Their gazes met. Her pupils widened. No, it hadn’t been imagination.
He let her go, easing her back slightly in the same motion. “Look, I need to call my office. Let them know where I am.”
She yanked her gaze away and turned her back to him to put her supplies away. A warning buzz replaced the drumbeat in Clint’s veins.
“I’m sorry,” she said. “I can’t let you use the phone. There’s a media blackout. It’s against—”
“I’m not going to call the media. I’m going to call the Rangers. The search for your damn monkey is going to be huge. There are dozens of little towns surrounding the national forest. The evacuation alone is going to eat up nearly every law-enforcement resource in the state. I have to make sure there’re enough cops ready to back us—”
She wheeled. They stood so close that the top of her head was practically under his chin. Her mouth was just inches below his. It opened to speak, paused. He felt the warm rush of her breath. Smelled her mint toothpaste.
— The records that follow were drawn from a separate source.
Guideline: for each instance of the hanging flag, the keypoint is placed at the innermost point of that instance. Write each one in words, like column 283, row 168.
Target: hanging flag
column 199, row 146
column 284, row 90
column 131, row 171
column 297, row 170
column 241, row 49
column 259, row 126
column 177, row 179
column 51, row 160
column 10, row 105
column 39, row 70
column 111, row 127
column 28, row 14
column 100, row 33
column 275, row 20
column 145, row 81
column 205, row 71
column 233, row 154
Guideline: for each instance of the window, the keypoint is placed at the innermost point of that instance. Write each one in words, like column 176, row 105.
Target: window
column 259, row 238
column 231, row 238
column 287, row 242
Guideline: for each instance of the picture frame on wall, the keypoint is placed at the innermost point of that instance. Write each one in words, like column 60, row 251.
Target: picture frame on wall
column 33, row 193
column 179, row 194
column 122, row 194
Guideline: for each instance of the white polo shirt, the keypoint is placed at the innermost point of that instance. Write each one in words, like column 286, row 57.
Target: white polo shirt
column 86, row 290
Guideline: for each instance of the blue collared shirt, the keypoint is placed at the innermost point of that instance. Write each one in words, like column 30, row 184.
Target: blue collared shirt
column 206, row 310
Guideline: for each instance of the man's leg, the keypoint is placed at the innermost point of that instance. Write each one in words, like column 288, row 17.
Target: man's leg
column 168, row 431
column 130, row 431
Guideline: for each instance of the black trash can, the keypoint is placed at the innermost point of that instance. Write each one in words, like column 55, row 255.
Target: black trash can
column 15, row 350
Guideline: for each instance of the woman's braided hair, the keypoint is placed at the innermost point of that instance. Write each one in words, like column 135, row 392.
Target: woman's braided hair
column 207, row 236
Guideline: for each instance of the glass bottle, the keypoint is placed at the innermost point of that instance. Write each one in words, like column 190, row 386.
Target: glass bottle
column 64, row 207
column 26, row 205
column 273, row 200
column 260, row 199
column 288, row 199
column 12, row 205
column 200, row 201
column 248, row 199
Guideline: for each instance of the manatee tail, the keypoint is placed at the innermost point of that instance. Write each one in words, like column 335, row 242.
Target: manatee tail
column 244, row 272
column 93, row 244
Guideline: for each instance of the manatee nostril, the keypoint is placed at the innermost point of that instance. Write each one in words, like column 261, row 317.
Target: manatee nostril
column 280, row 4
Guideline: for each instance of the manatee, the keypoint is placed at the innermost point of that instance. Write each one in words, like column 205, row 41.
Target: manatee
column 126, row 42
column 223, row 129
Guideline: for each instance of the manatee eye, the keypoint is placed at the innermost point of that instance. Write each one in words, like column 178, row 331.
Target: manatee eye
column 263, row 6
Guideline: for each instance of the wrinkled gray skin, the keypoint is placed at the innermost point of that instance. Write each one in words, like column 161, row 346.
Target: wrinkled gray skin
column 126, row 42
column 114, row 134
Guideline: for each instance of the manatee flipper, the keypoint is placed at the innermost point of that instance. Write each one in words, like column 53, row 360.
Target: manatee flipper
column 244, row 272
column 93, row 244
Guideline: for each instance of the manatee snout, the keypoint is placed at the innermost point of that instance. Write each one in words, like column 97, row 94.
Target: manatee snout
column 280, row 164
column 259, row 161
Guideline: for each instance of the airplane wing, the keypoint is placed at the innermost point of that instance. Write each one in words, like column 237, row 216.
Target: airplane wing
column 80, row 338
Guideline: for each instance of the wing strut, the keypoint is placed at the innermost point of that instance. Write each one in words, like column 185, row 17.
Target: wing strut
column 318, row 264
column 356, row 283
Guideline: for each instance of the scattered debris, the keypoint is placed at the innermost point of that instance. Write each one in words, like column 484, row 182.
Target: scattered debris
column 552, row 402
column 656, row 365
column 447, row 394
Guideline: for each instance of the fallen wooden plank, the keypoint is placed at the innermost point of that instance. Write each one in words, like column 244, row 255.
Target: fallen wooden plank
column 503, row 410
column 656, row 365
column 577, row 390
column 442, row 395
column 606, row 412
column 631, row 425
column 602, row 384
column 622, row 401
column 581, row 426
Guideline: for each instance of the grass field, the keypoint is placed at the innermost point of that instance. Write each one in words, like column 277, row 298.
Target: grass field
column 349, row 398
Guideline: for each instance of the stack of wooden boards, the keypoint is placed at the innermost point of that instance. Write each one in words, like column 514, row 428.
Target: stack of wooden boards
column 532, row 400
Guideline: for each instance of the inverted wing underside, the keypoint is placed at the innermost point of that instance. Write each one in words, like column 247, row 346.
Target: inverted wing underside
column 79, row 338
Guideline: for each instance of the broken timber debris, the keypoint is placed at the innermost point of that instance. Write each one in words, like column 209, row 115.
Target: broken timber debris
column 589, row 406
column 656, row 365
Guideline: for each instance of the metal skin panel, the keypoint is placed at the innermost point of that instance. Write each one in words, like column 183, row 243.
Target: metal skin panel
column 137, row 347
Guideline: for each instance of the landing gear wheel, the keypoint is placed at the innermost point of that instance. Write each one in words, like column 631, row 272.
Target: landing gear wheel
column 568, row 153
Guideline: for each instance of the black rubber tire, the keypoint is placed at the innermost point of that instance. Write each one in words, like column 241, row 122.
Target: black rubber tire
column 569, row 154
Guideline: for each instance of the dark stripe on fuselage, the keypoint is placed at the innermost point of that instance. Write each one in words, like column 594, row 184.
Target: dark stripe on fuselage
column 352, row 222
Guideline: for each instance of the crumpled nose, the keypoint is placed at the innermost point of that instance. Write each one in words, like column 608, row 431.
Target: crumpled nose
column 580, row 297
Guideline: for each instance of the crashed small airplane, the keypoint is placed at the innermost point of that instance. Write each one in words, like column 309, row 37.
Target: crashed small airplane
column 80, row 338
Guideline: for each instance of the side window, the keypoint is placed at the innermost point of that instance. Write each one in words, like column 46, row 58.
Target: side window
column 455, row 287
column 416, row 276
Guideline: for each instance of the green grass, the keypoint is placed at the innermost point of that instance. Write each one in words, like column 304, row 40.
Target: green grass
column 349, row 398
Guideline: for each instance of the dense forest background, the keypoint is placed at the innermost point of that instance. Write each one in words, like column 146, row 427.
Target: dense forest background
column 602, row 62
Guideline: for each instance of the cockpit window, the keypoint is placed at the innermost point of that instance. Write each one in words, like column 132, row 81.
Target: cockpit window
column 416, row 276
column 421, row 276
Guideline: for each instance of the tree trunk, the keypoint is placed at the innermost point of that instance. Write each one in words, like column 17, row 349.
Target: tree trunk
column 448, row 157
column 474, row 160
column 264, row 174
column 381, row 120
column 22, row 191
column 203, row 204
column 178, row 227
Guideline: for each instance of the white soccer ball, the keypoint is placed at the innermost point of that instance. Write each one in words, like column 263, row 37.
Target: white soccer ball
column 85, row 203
“There isn’t going to be an evacuation,” she said. Worry lines fanned out from the corners of her chicory-coffee eyes and her mouth.
“What do mean, no evacuation?”
With one last, suffering look, she ducked away. Her hands shook as she screwed the cap on the peroxide bottle and shoved the bloody gauze into a plastic bag.
“They—” She cut herself off, stumbling over her words. “It’s safer if everyone just stays in their homes,” she claimed, sounding as though she was reading a prepared statement. Or propaganda. She kept her eyes carefully averted and her hands busy, closing the first aid kit and stowing it in her trunk.